Last week I took my car in for a service, and the following day I was emailed the video of the job being done – something I found so spooky I’ve not watched it. This seems to corroborate Sarah O’Connor’s claim that workplace surveillance is on the rise.
This, I suspect has been going on for years. For “middle class” workers (or erstwhile middle class ones) it has taken the form of the assertion of management power - such as the REF in universities – and to a demise of office pranks and liquid lunches. For other workers, technical change such as CCTV and containerization has reduced the ability to take a bunce, whilst many others face more intrusive oversight. At Amazon “you're monitored by an Orwellian handset every second of every shift” and in other jobs you’re searched as you leave the building.
Rick might be right to say that the trend isn’t all one way: the very fact that I work from home tells us this much*. Since the 70s, technical change and deindustrialization has destroyed many jobs that were subject to direct oversight – think of the old assembly lines – and replaced them with more complex jobs that are less easily monitored. In fact, the banking crisis was the result of a lack of effective workplace monitoring by shareholders or regulators.
There are four important points here.
First, differential changes in the degree of oversight might well have contributed to wage inequality. Oversight is a way of reducing wages: if you can monitor workers directly, you don’t need to pay them over the odds to incentivize them to put in a shift or behave honestly. On the other hand, where oversight isn’t possible you do need to pay over the odds. I suspect that a big reason for the high pay of bosses and bankers is that they must be bribed not to plunder the firm’s assets – and the bigger the assets are, the greater the bribe must be.

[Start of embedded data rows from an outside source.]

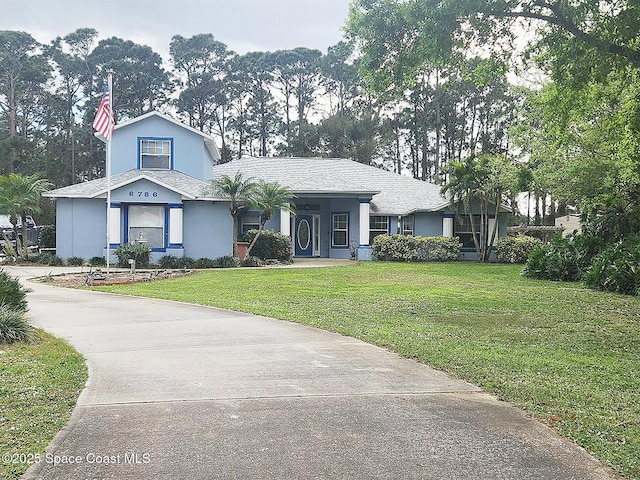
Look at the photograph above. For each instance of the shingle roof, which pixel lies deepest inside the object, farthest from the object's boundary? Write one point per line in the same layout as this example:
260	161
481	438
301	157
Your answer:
178	182
393	194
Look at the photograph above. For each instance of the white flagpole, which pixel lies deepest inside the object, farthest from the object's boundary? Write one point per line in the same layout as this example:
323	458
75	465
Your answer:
110	85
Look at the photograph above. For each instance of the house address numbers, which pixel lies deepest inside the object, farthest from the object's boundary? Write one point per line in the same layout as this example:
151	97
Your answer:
142	194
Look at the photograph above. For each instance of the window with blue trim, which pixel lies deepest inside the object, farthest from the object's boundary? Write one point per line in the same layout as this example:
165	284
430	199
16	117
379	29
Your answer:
155	153
147	225
464	230
378	225
340	230
407	225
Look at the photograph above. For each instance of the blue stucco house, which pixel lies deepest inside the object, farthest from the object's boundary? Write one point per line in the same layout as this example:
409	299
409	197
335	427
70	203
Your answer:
160	195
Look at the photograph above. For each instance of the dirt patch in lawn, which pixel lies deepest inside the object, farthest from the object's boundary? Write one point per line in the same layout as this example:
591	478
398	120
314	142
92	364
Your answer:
99	277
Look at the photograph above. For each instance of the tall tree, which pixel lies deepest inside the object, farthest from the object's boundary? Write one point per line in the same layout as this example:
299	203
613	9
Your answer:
202	65
19	197
239	191
253	71
23	73
297	78
267	198
480	184
140	83
69	56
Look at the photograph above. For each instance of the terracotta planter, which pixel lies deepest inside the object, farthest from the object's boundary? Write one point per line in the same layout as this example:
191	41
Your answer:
242	248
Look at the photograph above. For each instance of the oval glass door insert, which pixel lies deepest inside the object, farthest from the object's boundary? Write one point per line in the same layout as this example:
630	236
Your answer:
303	234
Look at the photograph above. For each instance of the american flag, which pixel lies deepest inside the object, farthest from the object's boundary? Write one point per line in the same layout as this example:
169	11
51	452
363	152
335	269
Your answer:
104	123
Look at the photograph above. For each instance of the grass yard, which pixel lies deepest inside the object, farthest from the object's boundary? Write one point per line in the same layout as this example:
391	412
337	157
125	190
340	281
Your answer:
567	355
39	386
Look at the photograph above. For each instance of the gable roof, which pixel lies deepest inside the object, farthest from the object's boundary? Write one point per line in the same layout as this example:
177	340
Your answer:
181	183
209	141
393	194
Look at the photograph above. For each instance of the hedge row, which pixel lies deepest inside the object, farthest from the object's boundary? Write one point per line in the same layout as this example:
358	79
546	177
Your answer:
407	248
516	249
14	326
614	267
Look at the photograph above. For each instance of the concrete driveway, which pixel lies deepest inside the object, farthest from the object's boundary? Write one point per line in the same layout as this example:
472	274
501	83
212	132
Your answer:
178	391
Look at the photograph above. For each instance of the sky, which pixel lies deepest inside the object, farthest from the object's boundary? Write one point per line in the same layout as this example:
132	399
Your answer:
243	25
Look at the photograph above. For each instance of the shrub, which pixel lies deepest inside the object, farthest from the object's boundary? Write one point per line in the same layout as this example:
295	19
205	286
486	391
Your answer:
13	326
136	251
205	263
227	262
415	248
565	259
97	261
252	261
12	294
617	269
516	249
169	261
47	236
270	245
55	261
186	262
76	261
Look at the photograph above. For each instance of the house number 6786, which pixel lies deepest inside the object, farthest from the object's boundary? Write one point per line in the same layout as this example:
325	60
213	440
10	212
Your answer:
142	194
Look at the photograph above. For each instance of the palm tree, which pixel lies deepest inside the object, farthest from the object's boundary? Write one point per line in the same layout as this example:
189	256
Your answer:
269	197
481	181
239	192
19	197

Secondly, some people have double standards here. Whereas there has been opposition to increases in state surveillance - rightly so, I think - there's been less of a backlash against workplace surveillance, especially among some so-called libertarians.
Thirdly, we know that productivity growth has slumped in recent years. This tells us that, whatever changes there have been to worker surveillance, they have not (yet?) led to observable improvements in efficiency gains at the macroeconomic level.
Fourthly, in the long-run, technology shapes culture: as Jeremy Greenwood’s work shows, you don’t need to be a Marxist to believe this. Which poses the question: what cultural changes might increased surveillance bring?
Sarah says that if you treat people as untrustworthy, they’ll behave untrustworthily. I, though, have another concern. It’s that if people are closely monitored they might lose initiative and energy.
One of the strange paradoxes of our time is that although people want a say in matters of which they are mostly ignorant – just look at all those speak your branes phone-ins and TV chat shows – there seems to be little demand for workplace democracy, despite its obvious merits. This could be because workplace surveillance has created learned helplessness.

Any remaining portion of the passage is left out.